Salami and Blue Cheese Biscuits: Perfect for leftover odds and ends
Then I saw Giada de Laurentiss make these biscuits and DING - I knew I had to make them as I had ALL the ingredients. They come together really easily and taste great. Eating them warm with a bit of butter and strawberry jam - it's like the ultimate delicious breakfast.
It is easiest if you have a food processor, but feel free to make them using two forks and cutting up the butter in the flour, or use a traditional pastry cutter to make it happen. I also just rolled it out and cut some cute squares out of the dough as I didn't want to fuss with a cookie cutter. I think they look even more cute this way anyways. (Or so I tell myself.)
So if you've got some leftovers - just throw it into some biscuits. I think these would be equally delicious with some parmesan and prosciutto, some ham and cheddar, or some pepper jack and ham. All great combinations...and all goes to show you that leftover ingredients can be absolutely SPECTACULAR.
Salami and Blue Cheese Biscuits (adapted from a recipe by Giada de Laurentiis)

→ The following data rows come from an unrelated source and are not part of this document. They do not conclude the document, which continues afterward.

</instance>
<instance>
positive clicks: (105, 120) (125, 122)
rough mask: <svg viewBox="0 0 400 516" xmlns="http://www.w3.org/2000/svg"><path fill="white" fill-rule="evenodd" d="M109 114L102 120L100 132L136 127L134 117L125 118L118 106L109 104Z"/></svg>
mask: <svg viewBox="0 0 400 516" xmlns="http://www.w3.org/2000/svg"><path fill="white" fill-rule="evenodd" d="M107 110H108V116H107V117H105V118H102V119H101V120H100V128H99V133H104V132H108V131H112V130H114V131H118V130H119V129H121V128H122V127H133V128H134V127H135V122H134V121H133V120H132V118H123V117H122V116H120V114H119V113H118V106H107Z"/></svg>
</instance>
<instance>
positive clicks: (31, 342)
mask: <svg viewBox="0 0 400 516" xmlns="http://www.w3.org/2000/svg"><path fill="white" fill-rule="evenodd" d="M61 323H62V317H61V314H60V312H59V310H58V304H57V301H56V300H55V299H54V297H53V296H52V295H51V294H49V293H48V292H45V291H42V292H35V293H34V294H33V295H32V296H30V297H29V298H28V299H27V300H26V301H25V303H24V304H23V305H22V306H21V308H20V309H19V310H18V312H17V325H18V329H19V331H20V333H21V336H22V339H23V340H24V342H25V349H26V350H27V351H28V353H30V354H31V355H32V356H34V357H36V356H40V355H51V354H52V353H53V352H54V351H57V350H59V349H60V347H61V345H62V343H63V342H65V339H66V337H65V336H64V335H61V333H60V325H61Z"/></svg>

(Makes about 40 2-inch biscuits)
Ingredients
2 cups all-purpose flour, plus extra for dusting
1 tablespoon baking powder
1 teaspoon baking soda
1 teaspoon kosher salt
6 tablespoons cold butter, cut into small pieces
3/4 cup buttermilk
1/2 cup finely diced salami
1/4 cup crumbled blue cheese (Gorgonzola or whatever you have)
DirectionsPreheat the oven to 425 degrees F.
In a food processor combine the flour, baking powder, baking soda, and salt. Pulse 2 to 3 times until mixed. Add the butter and pulse until the mixture resembles coarse meal. If you do not have a food processor, in a large mixing bowl, add the butter and then using a two forks work the butter into the flour until you have a nice crumbly mixture.
Transfer the biscuit mixture to a medium bowl. Add the buttermilk, salami, and Gorgonzola. Stir until the mixture forms a ball. Turn the mixture out on a floured surface. Roll to 1/2-inch thick. Cut into 2 inch squares. Place onto baking sheets with enough space in between.
Bake until golden, about 8 to 10 minutes. Serve with strawberry or raspberry jam.